The last month has produced an increase in coyote sightings at the canines’ regular haunts like Bernal Heights, Coit Tower, and Buena Vista Park. San Francisco Animal Care and Control spokesperson Deb Campbell tells SF Weekly that it’s normal to see more coyotes this time of year, and they pose little risk as long as you enjoy them from a distance.
“Many of them are pups born last spring, and are still dispersing and looking for their own territory,” Campbell tells us. “We’re also in mating season, so they may be looking for a partner.”
Social media posts create the impression there are legions of coyote packs in San Francisco, but many of these pictures and videos are of the same coyotes over and over again. Experts estimate there are only a few dozen coyotes in town, probably numbering between 50 and 100.
“The San Francisco population has remained pretty stable,” says Campbell. “Even though we have mating pairs that have pups, they also face many urban dangers that keep the population from increasing dramatically.
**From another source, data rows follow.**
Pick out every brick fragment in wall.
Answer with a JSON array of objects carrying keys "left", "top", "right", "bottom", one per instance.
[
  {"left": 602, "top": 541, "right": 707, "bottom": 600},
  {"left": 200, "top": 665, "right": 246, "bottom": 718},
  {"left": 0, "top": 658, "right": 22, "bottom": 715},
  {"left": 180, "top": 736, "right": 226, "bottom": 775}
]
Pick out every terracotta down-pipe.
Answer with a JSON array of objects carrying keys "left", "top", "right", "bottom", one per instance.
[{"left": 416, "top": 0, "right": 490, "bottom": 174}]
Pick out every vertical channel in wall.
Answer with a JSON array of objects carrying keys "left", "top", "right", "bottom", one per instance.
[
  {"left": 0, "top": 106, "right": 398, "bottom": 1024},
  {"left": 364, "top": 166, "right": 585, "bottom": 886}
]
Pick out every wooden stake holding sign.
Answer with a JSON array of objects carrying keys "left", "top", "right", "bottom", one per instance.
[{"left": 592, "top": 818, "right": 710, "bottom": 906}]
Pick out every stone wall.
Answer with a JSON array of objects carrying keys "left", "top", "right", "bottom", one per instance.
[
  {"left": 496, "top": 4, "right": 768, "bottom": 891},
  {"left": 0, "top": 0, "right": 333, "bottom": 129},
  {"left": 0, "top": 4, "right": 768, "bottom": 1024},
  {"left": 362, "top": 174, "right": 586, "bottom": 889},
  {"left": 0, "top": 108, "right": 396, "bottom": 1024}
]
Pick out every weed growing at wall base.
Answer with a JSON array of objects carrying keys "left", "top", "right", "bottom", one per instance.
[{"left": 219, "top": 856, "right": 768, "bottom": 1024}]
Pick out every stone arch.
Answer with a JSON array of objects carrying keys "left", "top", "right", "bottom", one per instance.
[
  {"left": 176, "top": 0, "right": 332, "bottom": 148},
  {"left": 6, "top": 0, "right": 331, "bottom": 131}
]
We pick up a lot of coyotes that have been killed by cars.”
Urban coyotes are turning up in cities across America; they’ve even been spotted recently in New York. Cities offer ample rodent populations to snack upon, and fewer predators than they encounter in the wild.
“They are acclimated to city life,” Campbell explains. “They get used to the sights and sounds of humans and lose their natural fear. They’re just used to us.”
Coyotes are far more defensive during spring and summer months, when they’re protecting their dens and newborn coyote pups. The U.S. Department of Agriculture did shoot and kill two Golden Gate Park coyotes in 2007 after they attacked a dog. That said, these incidents are pretty rare, and often not the work of coyotes. A 2017 dog attack was blamed on a coyote, but an Animal Care and Control investigation showed raccoons were the guilty party.
But pet-owner paranoia persists, personified in a viral Twitter photo of an unfortunate chihuahua mix dressed in a Coyote Vest. Coyote Vests deck out your doggo in neon Kevlar and conspicuous spikes, but there is no evidence that they actually deter coyote attacks.
“We don’t have any info on the success of the vest,” Campbell says. “The best thing to do is keep dogs on leash in areas that coyotes frequent. If you see a coyote, and you have a small dog, pick it up and walk away. And never, ever let your dog chase, play with, or interact with coyotes in any way.”
It’s tempting for city slickers like us to think of the coyotes we see on urban streets as “lost.” They’re not. They know the city better than most of us, and radio tracking collars tell us that adult coyotes commonly traipse across several Bay Area counties.
“They know where they’re going and aren’t lost,” she insists. “They can cover a lot of ground in a 24-hour period. They often are visiting known food or water sources.”
Animal Care and Control stresses that we should never feed coyotes, because it alters their natural behavior. Coyotes are magnificent at adapting to circumstances, and even base the size of their litters on the resources available near their den.
Coyotes are coming back to urban areas because they’re so savvy at adapting to new environments. Pet owners might want to see them eradicated from San Francisco, but the changes they’ve made to adjust to the global warming era indicate that coyotes might manage to survive longer than us.